Cryer C, Fingerhut LA, Segui-Gomez M. Inj. Prev. 2011; 17(4): 281-284.

Affiliation

Injury Prevention Research Unit, University of Otago, Otago, New Zealand.

Copyright

(Copyright © 2011, BMJ Publishing Group)

DOI

10.1136/injuryprev-2011-040037

PMID

21676959

Abstract

Background The International Collaborative Effort (ICE) on Injury Statistics called for an effort 'to reach consensus on what are the 10 most important indicators of injury incidence that offer the potential for international comparisons and for regional or global monitoring.' Objectives To describe the process of developing the ICE indicators and to present the specifications of selected injury mortality indicators, along with comparisons between selected countries for those specified indicators. Methods Participants on the ICE list had been asked to send to one of the authors what they considered the most important five indicators of injury incidence.

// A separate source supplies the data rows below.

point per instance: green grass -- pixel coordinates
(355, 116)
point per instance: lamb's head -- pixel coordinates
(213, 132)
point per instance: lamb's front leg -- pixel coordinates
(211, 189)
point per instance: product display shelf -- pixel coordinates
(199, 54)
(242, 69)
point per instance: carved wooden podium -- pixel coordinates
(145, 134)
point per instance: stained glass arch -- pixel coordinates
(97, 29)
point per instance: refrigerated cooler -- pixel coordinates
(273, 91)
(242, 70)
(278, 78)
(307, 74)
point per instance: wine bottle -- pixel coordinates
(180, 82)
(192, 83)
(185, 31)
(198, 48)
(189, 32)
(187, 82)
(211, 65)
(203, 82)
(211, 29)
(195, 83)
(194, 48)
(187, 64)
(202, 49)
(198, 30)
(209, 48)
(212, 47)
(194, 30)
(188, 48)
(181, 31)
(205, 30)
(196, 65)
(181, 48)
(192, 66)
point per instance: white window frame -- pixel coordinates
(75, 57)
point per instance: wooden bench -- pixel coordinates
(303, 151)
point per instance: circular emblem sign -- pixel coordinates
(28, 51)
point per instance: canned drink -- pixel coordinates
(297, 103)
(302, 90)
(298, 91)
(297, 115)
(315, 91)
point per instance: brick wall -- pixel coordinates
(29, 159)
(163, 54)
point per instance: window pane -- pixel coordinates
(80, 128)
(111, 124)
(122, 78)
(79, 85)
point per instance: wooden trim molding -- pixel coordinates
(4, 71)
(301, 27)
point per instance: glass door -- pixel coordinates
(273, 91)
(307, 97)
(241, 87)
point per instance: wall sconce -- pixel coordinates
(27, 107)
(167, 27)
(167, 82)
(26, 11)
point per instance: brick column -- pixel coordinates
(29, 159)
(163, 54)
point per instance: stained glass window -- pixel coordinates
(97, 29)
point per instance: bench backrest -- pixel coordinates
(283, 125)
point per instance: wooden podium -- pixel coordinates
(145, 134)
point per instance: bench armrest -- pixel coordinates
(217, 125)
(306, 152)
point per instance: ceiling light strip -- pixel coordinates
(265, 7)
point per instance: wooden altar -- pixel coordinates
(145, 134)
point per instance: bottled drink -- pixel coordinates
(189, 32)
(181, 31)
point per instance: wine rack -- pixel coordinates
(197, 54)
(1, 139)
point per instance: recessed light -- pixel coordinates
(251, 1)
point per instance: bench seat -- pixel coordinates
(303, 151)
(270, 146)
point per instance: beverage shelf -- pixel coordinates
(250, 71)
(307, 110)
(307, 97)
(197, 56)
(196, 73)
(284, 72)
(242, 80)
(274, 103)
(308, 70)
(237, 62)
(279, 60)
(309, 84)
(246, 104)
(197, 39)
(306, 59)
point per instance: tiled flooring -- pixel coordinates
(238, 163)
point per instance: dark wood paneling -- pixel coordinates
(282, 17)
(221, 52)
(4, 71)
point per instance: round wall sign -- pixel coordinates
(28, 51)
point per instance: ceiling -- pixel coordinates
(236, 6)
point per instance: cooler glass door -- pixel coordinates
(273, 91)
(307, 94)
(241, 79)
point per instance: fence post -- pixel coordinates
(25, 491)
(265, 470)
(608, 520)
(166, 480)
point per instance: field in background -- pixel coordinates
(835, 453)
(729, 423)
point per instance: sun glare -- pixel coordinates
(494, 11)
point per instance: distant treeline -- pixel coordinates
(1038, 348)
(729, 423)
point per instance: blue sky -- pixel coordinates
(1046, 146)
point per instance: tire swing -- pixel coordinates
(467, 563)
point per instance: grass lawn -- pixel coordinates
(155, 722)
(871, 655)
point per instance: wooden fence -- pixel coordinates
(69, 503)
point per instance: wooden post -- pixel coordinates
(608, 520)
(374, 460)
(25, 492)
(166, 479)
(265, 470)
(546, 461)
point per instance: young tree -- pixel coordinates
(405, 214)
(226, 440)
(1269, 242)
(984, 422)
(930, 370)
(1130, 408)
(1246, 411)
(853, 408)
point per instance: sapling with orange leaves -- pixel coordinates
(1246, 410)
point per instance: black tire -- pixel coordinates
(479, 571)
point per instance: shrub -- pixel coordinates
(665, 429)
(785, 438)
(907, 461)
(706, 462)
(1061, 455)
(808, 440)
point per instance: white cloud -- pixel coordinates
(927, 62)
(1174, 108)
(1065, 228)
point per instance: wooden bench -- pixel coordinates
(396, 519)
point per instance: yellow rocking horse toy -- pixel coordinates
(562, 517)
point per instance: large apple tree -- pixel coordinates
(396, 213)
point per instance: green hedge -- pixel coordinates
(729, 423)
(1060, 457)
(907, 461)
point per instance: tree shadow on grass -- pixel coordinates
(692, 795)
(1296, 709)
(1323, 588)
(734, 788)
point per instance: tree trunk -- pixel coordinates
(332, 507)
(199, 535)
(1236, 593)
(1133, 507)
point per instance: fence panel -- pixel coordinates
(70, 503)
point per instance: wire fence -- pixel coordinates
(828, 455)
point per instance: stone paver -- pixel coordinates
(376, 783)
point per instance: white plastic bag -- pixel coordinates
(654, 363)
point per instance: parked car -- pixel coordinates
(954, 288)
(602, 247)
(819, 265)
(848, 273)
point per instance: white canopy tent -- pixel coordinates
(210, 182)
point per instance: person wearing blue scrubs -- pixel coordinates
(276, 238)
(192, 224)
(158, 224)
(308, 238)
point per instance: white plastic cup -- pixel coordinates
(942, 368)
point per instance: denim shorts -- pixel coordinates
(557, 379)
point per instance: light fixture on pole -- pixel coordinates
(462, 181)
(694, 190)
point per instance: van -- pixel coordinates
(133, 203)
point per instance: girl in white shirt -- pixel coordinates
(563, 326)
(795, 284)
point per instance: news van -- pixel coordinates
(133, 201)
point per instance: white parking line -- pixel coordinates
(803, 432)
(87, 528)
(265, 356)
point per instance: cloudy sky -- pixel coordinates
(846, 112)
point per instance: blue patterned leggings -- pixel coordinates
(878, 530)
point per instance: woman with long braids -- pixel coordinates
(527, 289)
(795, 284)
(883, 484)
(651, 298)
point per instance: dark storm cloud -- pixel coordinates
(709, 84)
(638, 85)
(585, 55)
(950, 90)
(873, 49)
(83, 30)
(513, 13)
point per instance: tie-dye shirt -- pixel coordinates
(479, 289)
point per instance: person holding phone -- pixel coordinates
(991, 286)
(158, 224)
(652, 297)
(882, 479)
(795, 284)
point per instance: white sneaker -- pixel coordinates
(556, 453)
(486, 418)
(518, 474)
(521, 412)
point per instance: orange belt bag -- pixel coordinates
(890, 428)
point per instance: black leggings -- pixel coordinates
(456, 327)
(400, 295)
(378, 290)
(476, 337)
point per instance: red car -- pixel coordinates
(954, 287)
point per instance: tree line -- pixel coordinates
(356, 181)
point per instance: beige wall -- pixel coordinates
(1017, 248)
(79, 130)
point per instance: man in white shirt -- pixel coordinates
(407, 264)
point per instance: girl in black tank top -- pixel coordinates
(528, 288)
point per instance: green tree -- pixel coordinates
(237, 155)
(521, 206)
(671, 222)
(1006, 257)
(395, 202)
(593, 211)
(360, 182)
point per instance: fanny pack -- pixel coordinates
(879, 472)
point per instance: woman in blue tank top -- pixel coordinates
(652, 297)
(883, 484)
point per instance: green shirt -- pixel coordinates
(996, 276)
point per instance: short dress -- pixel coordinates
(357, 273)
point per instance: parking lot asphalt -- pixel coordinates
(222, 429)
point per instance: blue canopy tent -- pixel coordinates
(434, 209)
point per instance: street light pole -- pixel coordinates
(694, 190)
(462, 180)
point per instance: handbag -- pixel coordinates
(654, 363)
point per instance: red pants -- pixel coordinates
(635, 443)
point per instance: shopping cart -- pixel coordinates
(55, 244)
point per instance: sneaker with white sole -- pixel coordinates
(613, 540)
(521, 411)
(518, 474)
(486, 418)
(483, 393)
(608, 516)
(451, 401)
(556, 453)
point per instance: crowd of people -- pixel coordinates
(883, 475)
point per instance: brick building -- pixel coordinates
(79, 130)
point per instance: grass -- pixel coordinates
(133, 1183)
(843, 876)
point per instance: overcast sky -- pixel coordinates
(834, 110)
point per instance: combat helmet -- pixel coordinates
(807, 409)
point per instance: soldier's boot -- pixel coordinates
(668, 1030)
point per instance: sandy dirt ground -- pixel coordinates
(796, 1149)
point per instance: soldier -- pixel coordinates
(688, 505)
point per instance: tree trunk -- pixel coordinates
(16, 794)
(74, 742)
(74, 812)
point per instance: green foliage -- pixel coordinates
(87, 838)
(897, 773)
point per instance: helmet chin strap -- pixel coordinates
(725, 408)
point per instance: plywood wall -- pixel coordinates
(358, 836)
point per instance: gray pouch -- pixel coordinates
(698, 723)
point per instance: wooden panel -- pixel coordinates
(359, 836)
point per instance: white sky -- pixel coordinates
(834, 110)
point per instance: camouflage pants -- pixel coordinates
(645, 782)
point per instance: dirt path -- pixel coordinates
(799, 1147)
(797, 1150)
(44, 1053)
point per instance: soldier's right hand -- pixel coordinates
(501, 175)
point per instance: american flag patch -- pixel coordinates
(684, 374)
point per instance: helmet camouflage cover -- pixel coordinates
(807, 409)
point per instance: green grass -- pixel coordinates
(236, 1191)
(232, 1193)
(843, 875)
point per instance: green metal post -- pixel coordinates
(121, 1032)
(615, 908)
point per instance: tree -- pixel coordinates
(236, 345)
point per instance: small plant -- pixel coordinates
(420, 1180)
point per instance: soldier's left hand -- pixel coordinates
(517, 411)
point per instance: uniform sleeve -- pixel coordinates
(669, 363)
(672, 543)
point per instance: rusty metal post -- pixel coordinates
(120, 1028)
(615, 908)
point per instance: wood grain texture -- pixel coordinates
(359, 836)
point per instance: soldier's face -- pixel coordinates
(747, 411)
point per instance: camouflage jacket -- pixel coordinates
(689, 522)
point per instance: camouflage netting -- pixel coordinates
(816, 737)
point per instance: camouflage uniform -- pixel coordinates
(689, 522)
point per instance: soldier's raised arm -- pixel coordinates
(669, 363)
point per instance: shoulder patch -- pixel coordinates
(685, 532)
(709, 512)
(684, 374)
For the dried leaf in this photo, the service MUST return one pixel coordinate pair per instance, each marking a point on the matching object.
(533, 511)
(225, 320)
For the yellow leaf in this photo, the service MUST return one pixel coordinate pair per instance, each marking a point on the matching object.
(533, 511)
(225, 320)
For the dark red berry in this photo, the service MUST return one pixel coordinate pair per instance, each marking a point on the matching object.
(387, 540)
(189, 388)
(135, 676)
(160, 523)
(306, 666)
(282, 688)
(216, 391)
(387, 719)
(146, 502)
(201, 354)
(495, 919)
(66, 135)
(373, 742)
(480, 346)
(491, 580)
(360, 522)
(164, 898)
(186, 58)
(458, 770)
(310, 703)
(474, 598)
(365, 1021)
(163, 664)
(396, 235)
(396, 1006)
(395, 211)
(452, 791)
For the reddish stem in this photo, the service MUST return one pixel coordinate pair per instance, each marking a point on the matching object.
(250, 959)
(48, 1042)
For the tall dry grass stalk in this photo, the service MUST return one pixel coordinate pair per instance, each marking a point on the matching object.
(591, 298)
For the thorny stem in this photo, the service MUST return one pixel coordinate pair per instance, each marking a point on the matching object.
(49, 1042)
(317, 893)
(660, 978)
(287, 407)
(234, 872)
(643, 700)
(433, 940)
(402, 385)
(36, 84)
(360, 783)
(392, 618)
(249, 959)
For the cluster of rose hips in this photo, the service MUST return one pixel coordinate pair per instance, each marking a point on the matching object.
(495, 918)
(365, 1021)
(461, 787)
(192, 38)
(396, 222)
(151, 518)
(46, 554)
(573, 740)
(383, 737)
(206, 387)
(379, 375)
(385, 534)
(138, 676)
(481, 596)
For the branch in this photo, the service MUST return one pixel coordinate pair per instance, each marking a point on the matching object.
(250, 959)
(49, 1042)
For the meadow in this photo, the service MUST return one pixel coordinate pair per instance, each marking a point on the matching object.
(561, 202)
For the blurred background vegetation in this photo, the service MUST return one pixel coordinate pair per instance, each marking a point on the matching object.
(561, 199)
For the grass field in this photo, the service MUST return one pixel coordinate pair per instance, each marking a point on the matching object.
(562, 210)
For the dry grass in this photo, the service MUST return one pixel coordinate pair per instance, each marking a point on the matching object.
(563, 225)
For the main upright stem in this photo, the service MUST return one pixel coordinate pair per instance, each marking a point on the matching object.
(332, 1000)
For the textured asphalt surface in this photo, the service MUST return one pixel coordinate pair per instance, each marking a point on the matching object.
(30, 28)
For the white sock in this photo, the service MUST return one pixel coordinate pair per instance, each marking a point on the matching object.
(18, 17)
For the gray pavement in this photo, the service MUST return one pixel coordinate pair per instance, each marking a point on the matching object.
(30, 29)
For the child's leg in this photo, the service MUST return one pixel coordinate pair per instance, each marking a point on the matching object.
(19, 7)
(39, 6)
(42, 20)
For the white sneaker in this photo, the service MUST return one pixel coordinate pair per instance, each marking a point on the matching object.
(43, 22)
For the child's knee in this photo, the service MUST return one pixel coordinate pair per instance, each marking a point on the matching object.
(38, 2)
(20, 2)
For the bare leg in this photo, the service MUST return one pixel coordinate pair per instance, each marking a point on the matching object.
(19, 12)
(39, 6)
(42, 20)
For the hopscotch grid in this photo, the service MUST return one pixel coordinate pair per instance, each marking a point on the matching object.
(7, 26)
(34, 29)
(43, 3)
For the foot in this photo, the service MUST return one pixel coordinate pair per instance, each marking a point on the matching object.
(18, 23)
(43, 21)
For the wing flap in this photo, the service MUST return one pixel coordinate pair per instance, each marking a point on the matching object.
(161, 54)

These were synthesised and presented under six themes: mortality indicators (general); mortality indicators (motor vehicle); mortality indicators (other); hospital data-based (overall); hospital data-based (traumatic brain injury (TBI)); long-term disability (overall). Following two work group discussions and after drafting and revising indicator specifications, agreement was reached on mortality indicators and specifications. Specifications for those mortality indicators are presented. Morbidity indicators are still to be agreed. Results The mortality indicators proposed were age-adjusted rates of injury death; motor vehicle traffic crash-related death; self-harm/suicide; assault/homicide; and TBI death. The empirical work highlighted difficulties in identifying TBI in countries where mortality data do not capture multiple injuries, prompting us to drop the mortality indicator related to TBI and moving us instead to introduce an indicator to monitor the use of undetermined intent in the classification of injury mortality. Conclusion The ICE has reached a consensus on what injury mortality indicators should be used for comparison between countries. Specifications for each of these have been applied successfully to the mortality data of seven countries.